Кихен хихикает, подмигивает заговорщически, проскальзывает в спальню и по-хозяйски устраивается в чужой кровати. Чангюн мнется, стоя в проходе, размышляет, что на жестком в принципе спать полезно, да и выгнать Лучика не кажется таким уж и грешным поступком.
− Иди сюда, я не кусаюсь, − хочет добавить: «Только целуюсь», но буквально закрывает себе рот рукой, иначе младший точно сбежит спать на коврике в прихожей.
Чангюн неловко укладывается рядом, забираясь под теплое одеяло, и только собирается пожелать спокойной ночи, как Кихен оказывается неожиданно близко.
− Сладких снов, − шепчет в самые губы и целует. Слишком медленно, слишком нежно, просто слишком.
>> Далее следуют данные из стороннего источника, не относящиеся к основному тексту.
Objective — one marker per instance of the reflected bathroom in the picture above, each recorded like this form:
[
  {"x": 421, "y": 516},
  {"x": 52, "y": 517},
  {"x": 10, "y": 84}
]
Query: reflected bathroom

Забирается руками под футболку, мягко касается пальцами поясницы, пуская разряды электрического тока по телу. Этот поцелуй ощущается совершенно иначе, вызывает тех самых бабочек в животе, опустошает разум и невероятно расслабляет. Мурашки бегают по телу и становится даже жарко, как, кажется, не было никогда, ни под палящим летним солнцем, ни под самым горячим душем. Нет ничего, что обжигало бы так же сильно и без вреда, как эти трепетные поцелуи и мягкие прикосновения, которые будто наоборот способны исцелять. Чангюн плавится в руках старшего, отвечает так же неспешно и осторожно, наслаждаясь каждой секундой. Они так и засыпают на одной половине кровати, слегка соприкасаясь губами и пригревшись в объятиях друг друга.